# So I was talking to the weird girl in the kitchen...



## christianb (Aug 30, 2004)

... and the next thing I know, all my buddies left the party and went to this _other_ party. I'm glad I found you all again. 8) That first party was dying down anyway. Lets tap the keg and get this sucker started.

Nice work Frederick.
Sharms invited me over... hope you don't mind... but I brought the weird girl.


looking forward to this place picking up some steam... how can it not? Simon signed up just ahead of me. Good group.

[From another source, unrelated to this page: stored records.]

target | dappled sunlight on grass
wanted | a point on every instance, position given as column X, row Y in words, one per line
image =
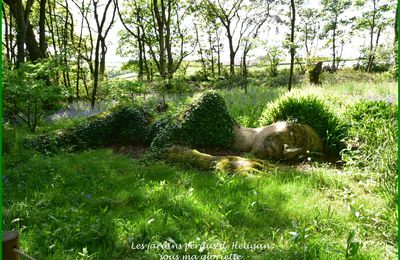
column 106, row 202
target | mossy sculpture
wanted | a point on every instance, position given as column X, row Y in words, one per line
column 311, row 111
column 282, row 140
column 207, row 123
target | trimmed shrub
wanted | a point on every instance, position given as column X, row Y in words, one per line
column 206, row 122
column 311, row 111
column 121, row 125
column 372, row 143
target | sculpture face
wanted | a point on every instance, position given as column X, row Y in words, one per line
column 281, row 140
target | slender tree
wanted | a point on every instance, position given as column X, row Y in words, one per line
column 292, row 45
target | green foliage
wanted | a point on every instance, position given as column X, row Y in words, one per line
column 205, row 122
column 28, row 93
column 111, row 201
column 121, row 125
column 231, row 82
column 271, row 61
column 312, row 111
column 374, row 128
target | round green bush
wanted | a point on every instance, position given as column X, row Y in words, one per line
column 311, row 111
column 206, row 123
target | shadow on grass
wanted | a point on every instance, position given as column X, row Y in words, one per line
column 104, row 202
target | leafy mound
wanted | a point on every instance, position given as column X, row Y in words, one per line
column 206, row 122
column 121, row 125
column 311, row 111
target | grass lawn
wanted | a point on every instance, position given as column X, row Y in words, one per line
column 99, row 204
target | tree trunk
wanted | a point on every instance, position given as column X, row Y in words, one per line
column 334, row 50
column 6, row 36
column 292, row 47
column 396, row 24
column 42, row 26
column 232, row 55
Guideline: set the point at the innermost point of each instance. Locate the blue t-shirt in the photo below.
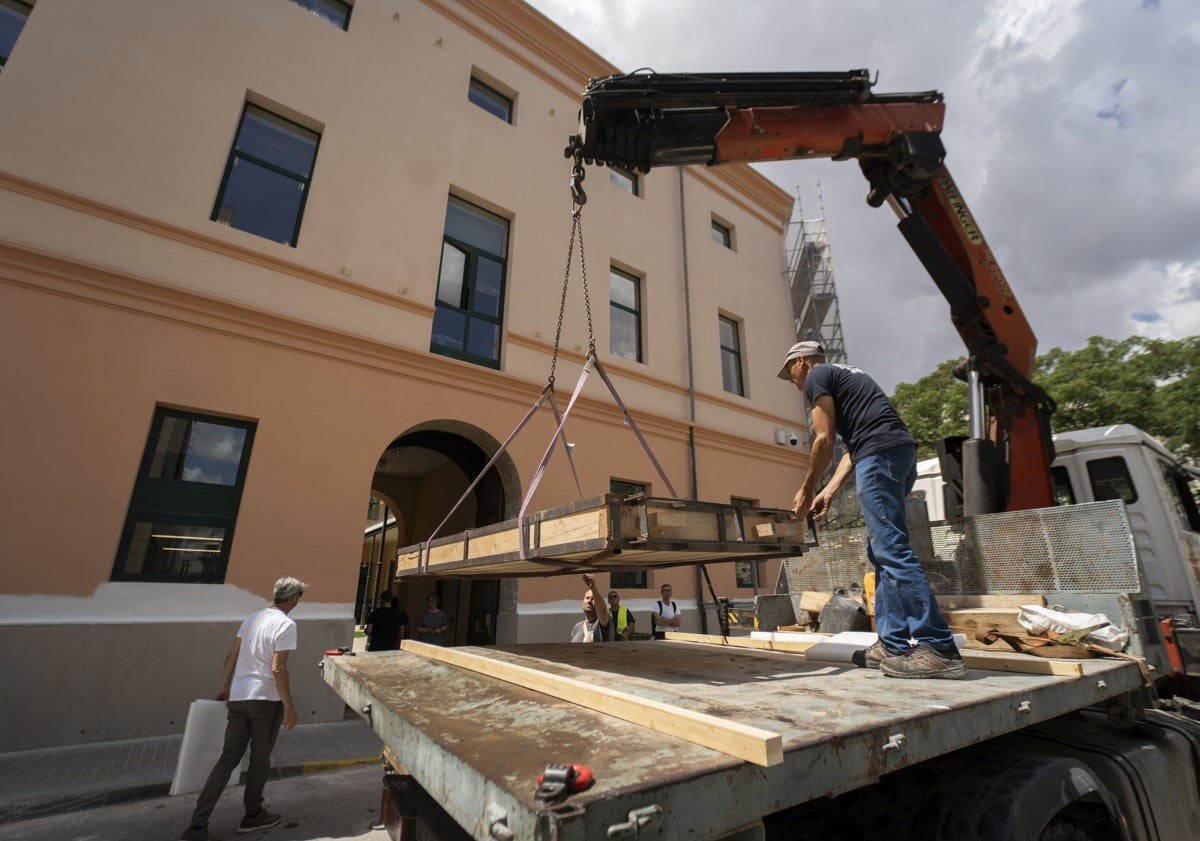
(865, 418)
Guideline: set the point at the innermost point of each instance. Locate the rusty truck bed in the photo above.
(478, 744)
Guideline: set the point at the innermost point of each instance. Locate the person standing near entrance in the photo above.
(432, 623)
(257, 690)
(595, 625)
(387, 625)
(882, 455)
(622, 619)
(666, 614)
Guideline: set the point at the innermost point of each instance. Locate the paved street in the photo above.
(335, 805)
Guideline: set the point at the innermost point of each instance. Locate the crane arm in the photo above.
(645, 120)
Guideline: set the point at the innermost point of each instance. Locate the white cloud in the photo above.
(1069, 128)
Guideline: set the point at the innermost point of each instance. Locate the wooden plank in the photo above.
(751, 744)
(1023, 664)
(795, 529)
(955, 602)
(989, 661)
(975, 619)
(787, 646)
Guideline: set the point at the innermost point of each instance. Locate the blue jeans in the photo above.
(905, 607)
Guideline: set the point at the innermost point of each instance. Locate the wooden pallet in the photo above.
(610, 533)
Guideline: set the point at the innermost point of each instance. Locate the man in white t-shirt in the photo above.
(665, 616)
(256, 688)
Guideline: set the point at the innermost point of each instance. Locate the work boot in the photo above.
(924, 661)
(264, 820)
(198, 834)
(870, 658)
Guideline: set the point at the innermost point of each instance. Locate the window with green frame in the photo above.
(185, 500)
(13, 14)
(267, 178)
(625, 580)
(624, 314)
(469, 310)
(490, 100)
(731, 356)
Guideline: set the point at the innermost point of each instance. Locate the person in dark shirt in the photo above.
(915, 640)
(387, 625)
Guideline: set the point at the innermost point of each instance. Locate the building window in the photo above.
(731, 356)
(185, 499)
(624, 314)
(334, 11)
(625, 179)
(723, 234)
(267, 178)
(471, 284)
(490, 100)
(625, 580)
(13, 14)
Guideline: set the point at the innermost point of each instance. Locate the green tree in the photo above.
(935, 407)
(1153, 384)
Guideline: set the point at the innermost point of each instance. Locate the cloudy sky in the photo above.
(1072, 130)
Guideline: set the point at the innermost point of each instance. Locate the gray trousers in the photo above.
(250, 722)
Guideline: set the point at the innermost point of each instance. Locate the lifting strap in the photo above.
(591, 361)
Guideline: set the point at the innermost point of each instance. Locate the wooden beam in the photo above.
(751, 744)
(789, 646)
(988, 661)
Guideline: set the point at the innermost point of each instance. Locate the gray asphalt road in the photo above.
(335, 805)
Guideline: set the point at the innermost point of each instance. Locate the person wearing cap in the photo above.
(913, 638)
(257, 690)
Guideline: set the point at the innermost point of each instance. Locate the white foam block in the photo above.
(201, 748)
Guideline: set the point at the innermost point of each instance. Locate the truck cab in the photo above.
(1159, 493)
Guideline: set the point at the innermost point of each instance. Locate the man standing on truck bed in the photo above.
(882, 454)
(257, 690)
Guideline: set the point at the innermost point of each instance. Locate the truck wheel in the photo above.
(1065, 829)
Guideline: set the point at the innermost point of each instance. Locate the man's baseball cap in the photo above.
(796, 350)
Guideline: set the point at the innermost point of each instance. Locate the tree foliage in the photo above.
(1153, 384)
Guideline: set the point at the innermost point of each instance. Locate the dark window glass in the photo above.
(267, 178)
(625, 580)
(13, 14)
(1063, 492)
(624, 179)
(1110, 480)
(335, 11)
(721, 234)
(471, 284)
(490, 100)
(731, 356)
(185, 500)
(624, 316)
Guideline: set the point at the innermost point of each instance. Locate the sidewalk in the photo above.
(58, 780)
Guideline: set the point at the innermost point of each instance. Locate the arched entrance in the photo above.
(419, 478)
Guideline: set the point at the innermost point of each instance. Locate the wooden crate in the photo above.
(610, 533)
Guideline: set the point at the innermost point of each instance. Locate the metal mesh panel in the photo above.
(1079, 548)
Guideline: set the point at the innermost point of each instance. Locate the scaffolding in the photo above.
(811, 283)
(816, 318)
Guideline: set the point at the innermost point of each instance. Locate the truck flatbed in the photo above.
(477, 744)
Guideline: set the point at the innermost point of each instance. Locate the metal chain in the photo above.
(579, 198)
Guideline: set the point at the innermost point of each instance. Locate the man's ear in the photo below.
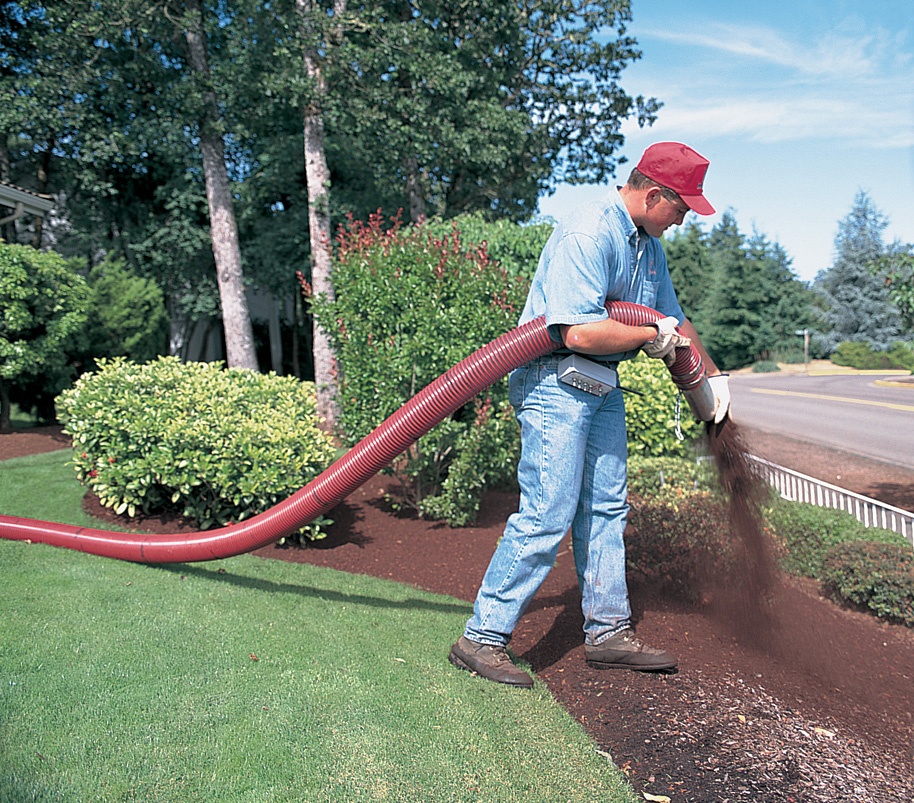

See ya in user demos for some abuse :wink: 


christianb


----------



## Frederick Russ (Aug 30, 2004)

hey Christian! Nice seeing you here - enjoy the forum.


----------



## Patrick de Caumette (Aug 31, 2004)

I suggest we ban all people from Vancover from this forum :twisted: 

By the way, it is nice not to have to deal with the star system, so that I can abuse my friend CB without fear of retribution ...


----------



## christianb (Aug 31, 2004)

I will take you down froggie!

:D


----------



## Alan Lastufka (Aug 31, 2004)

Hey B, welcome to the new forums!

Nice to see some familiar faces.


----------



## rJames (Aug 31, 2004)

WHAT!


----------